14. The neural processing device according to claim 11, wherein, The one or more processors are further configured to generate the accumulated integral image by performing a pixel-by-pixel accumulation operation on each integral image.

15. The neural processing device according to claim 14, wherein, The accumulated integral map generated from the first layer corresponds to data regarding the following: the offset of the weight kernel of the second layer generated by asymmetric quantization of the weight kernel trained for the second layer.
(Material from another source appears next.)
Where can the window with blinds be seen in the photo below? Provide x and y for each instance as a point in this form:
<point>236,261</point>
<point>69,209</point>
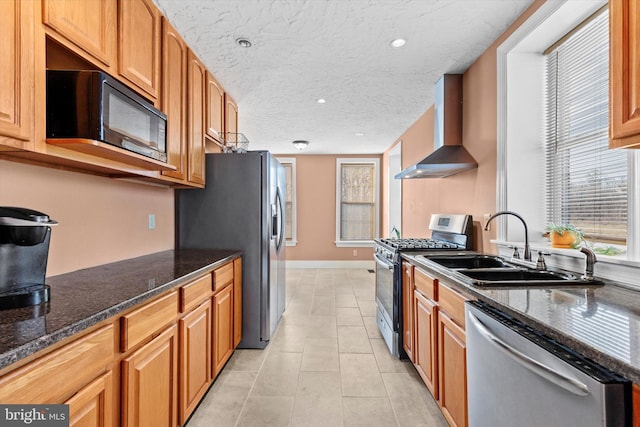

16. The neural processing device according to claim 11, wherein, The one or more processors are further configured to: Determine the bounding boxes of the channels of the input feature map mapped to the weight kernel to obtain the channels of the pre-output pixels of the pre-output feature map of the second layer; Obtain the pixel values ​​of the accumulated integral map that are set to correspond to the four corner pixels of the bounding box; The offset in the pixel value of the pre-output pixel is calculated based on the obtained pixel value; as well as The second output pixel of the second output feature map is obtained by subtracting the calculated offset from the pixel value of the pre-output pixel.

17. The neural processing device according to claim 16, wherein, The four corner pixels of the bounding box include the top-right pixel, top-left pixel, bottom-right pixel, and bottom-left pixel of the bounding box. The one or more processors are further configured to: The pixel values ​​of the first integral image pixel corresponding to the top right pixel, the second integral image pixel corresponding to the top left pixel, the third integral image pixel corresponding to the bottom right pixel, and the fourth integral image pixel corresponding to the bottom left pixel are obtained from the accumulated integral image.

18. The neural processing device according to claim 17, wherein, The one or more processors are further configured to: when the reference pixel used to generate the accumulated integral map is the lower left pixel of the first output feature map, calculate the offset in the pixel value of the pre-output pixel by subtracting the pixel value of the second integral map pixel and the pixel value of the third integral map pixel from the sum of the pixel value of the first integral map pixel and the pixel value of the fourth integral map pixel.

19. The neural processing device according to claim 11, wherein, The one or more processors are further configured to generate the accumulated integral map based on the first output feature map of the first layer read from memory. The memory stores the generated cumulative integral graph, and The one or more processors are further configured to: when the pre-output feature map of the second layer is obtained, to obtain the second output feature map of the second layer by reading the generated cumulative integral map from the memory and performing an offset to remove the weight kernel.

20. A neural processing device, comprising: One or more processors are configured as follows: An accumulated integral map is obtained for multiple channels in the first layer of a neural network, wherein the accumulated integral map is generated by performing an accumulation operation on the integral map generated for each of the multiple channels in the first layer, and the integral map includes data obtained by: setting the value obtained by summing the pixel values ​​included in the region from the reference pixel of the first output feature map of the first layer to the first output pixel of the first output feature map as the value of the pixel corresponding to the first output pixel in the integral map; Multiple channels of the pre-output feature map of the second layer are obtained by performing convolution operations between multiple channels of the input feature map of the second layer after the first layer in the neural network and the weight kernel, wherein the weight kernel includes weights obtained by asymmetric quantization of the neural network; as well as Multiple channels of the output feature map of the second layer are generated by subtracting the selected accumulated value of the accumulated integral map from the corresponding pixel value of the pre-output feature map for each channel of the output feature map of the second layer.